Scientists have refused to give much away and are busy double checking the results from the rover's on-board laboratory known as Sam (Sample Analysis at Mars), which breaks down soil and air samples.
One of the mission's chief scientists, John Grotzinger, got the ball rolling when he talked to a journalist from radio network NPR last week. "This data is gonna be one for the history books," he said. "It's looking really good."
However, the rest of the world will not find out what it is Curiosity has found until the start of next month, when the results are revealed at a press conference.
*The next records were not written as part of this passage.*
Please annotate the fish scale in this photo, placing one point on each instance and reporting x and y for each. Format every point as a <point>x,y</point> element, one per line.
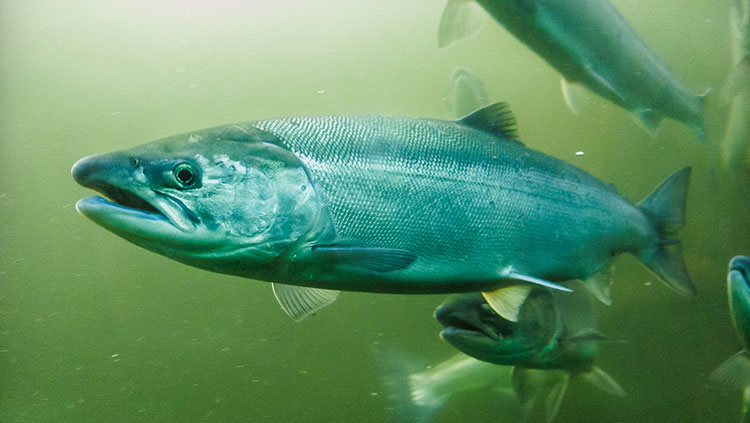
<point>382,204</point>
<point>449,192</point>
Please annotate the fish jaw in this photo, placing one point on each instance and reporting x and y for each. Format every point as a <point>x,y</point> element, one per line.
<point>738,290</point>
<point>473,328</point>
<point>129,208</point>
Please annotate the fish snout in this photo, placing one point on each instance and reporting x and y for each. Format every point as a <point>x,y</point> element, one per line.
<point>84,168</point>
<point>93,171</point>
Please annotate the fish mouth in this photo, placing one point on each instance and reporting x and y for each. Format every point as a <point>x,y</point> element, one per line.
<point>138,210</point>
<point>476,320</point>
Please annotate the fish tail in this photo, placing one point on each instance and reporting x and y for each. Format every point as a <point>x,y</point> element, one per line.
<point>665,208</point>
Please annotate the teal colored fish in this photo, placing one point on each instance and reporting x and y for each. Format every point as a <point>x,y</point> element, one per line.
<point>590,44</point>
<point>554,340</point>
<point>735,148</point>
<point>379,204</point>
<point>734,374</point>
<point>418,393</point>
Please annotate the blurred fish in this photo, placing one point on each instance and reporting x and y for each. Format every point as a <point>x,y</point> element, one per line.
<point>419,395</point>
<point>590,44</point>
<point>553,341</point>
<point>734,374</point>
<point>467,93</point>
<point>380,204</point>
<point>736,145</point>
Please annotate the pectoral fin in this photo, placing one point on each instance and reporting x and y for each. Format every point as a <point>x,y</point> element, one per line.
<point>299,302</point>
<point>507,302</point>
<point>461,20</point>
<point>512,274</point>
<point>575,95</point>
<point>379,260</point>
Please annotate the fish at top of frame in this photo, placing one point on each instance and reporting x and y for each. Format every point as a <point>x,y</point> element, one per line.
<point>380,204</point>
<point>590,44</point>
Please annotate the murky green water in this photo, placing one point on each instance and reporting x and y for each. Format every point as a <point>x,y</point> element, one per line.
<point>93,328</point>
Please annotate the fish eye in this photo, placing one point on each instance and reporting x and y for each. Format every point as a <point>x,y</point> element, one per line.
<point>185,175</point>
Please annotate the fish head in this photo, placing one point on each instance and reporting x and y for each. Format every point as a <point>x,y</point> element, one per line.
<point>738,289</point>
<point>223,195</point>
<point>474,328</point>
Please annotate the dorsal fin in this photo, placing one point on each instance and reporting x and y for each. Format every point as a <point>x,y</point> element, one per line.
<point>496,119</point>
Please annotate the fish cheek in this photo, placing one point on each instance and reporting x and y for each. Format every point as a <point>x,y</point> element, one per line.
<point>243,203</point>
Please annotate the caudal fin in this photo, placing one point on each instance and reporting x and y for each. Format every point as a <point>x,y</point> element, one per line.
<point>665,207</point>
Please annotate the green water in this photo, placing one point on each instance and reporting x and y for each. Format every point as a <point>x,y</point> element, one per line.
<point>93,328</point>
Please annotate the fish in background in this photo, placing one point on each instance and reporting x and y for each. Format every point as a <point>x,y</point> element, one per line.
<point>526,365</point>
<point>380,204</point>
<point>467,93</point>
<point>735,148</point>
<point>734,374</point>
<point>418,395</point>
<point>591,45</point>
<point>554,340</point>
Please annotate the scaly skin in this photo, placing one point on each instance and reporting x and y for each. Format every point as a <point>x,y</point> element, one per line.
<point>402,206</point>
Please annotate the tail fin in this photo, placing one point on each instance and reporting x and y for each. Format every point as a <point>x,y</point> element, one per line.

In the meantime everyone is free to speculate about just what it is that has been found.
Wired.com spoke to planetary scientist Peter Smith from the University of Arizona. "If it's going in the history books, organic material is what I expect," he said. "It may be just a hint, but even a hint would be exciting."
British tabloid the Daily Star has already jumped on the story and says the finding could answer the question of whether "Martian life" existed. "Excited science geeks are now hailing it as potentially the most important news of our lifetime," it gushed.
Science website The Register is not convinced the findings will be quite so dramatic, but says: "Solid evidence of a watery surface on Mars in the past - though not as blockbusting as proof of life - would nonetheless be considered significant enough by the space agency that it would only make revelations after careful checks."
Time magazine also errs on the side of caution. "There's a difference between what's historic for scientists and for the rest of us," it points out. The discovery of "hematites, salt and other by-products of water" would all get the "champagne corks popping" at Nasa HQ, but few other places.
The original NPR report also advises caution. Early into the mission the Curiosity team thought they had discovered methane, an organic gas, on Mars, but after further tests the traces disappeared and they concluded it must have somehow arrived with the probe from Earth.